The longtime Brighton Beach activist pointed out that artificial dunes are typically seeded with vegetation to prevent erosion, and suggested that the real reason Coney and Brighton are not getting the same protection as the Queens peninsula is a worry that seagrass-covered dunes might block views from the amusement area.
“When tourists come to Coney Island and they’re up on the Boardwalk, they want to see the ocean,” Sanoff said. “I’m very happy that tourists want to come to Coney Island, but I think the safety of the people who live here is more important.”
But the city argued that the Rockaways suffer from greater exposure to storms, since that peninsula lies directly on the Atlantic Ocean and experiences much stronger waves.
“It’s not a one-size-fits-all thing along the coast,” said a spokesman for the Mayor’s office.

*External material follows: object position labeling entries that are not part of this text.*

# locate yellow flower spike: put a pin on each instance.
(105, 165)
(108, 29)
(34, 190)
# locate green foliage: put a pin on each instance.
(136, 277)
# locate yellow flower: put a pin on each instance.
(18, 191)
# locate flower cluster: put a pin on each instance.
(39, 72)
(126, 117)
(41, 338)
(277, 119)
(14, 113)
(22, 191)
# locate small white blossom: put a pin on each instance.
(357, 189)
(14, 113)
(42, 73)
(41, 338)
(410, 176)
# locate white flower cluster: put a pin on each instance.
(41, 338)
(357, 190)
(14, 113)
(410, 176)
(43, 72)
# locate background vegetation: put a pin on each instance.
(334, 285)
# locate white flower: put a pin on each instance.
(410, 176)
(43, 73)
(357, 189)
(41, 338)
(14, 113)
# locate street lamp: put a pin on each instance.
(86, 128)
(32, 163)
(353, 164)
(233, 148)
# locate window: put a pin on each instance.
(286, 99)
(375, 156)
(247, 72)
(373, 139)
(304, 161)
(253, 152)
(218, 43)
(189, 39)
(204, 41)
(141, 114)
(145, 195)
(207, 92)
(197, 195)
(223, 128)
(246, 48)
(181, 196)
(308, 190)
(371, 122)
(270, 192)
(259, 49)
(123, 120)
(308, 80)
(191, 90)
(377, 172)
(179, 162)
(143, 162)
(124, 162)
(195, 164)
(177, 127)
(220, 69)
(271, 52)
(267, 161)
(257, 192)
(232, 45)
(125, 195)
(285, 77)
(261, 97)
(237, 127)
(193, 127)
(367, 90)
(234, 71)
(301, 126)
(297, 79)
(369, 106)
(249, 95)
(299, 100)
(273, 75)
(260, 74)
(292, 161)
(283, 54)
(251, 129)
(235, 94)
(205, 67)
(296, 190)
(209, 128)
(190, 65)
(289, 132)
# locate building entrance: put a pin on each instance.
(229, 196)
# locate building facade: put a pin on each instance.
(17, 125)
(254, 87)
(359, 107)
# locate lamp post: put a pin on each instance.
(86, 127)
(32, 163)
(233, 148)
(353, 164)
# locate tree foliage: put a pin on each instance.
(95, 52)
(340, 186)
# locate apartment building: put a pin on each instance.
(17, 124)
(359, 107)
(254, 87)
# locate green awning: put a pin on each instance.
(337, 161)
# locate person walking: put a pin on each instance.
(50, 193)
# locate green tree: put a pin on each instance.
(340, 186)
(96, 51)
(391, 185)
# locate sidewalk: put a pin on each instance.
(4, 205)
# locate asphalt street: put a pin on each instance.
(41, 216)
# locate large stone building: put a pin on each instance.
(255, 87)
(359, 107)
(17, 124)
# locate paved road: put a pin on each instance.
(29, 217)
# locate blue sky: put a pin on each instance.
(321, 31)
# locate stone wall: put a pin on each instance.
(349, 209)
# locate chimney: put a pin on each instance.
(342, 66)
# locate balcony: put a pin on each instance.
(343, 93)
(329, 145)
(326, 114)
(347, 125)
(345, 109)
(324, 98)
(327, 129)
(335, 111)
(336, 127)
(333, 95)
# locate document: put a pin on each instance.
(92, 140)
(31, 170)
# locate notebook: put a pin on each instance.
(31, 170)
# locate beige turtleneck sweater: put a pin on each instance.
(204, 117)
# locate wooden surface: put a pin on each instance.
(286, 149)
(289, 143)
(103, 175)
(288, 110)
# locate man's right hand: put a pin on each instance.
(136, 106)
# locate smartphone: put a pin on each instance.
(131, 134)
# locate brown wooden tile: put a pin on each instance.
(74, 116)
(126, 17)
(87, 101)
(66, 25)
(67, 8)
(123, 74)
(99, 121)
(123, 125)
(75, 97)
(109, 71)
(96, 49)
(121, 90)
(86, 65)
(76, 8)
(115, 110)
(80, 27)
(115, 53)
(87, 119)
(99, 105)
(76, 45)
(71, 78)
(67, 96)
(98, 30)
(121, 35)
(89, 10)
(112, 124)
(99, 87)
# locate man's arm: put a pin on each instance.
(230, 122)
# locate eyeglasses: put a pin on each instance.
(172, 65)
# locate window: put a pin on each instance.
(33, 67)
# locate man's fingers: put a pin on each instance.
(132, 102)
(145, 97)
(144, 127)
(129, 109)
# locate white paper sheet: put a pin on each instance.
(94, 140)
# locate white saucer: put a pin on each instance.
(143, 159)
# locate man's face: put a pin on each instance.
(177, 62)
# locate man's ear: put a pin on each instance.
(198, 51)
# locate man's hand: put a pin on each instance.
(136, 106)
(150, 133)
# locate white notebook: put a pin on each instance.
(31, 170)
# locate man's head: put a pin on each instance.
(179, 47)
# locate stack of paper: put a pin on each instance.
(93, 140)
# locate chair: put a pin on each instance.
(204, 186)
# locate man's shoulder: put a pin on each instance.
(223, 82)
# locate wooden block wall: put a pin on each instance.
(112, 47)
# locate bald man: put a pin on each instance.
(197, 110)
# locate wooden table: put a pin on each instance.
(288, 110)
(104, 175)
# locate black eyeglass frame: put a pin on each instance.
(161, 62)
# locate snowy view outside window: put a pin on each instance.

The Army Corps of Engineers, which is constructing the Queens dunes, pointed out that it has already dumped thousands of tons of new sand on Brooklyn’s beaches in the aftermath of the storm to create a greater buffer, and noted that Coney Island’s beach sits 13 feet above sea level — as high as most dunes.
“It’s like a dune that’s 100 feet wide,” a Corps spokesman said.
But Sanoff countered that the beach’s height failed to stop the storm surge during Sandy — and argued that wind and water will soon erode the fresh sand dumped this year, just as it has in the past.
“It’s just going to blow away,” Sanoff said.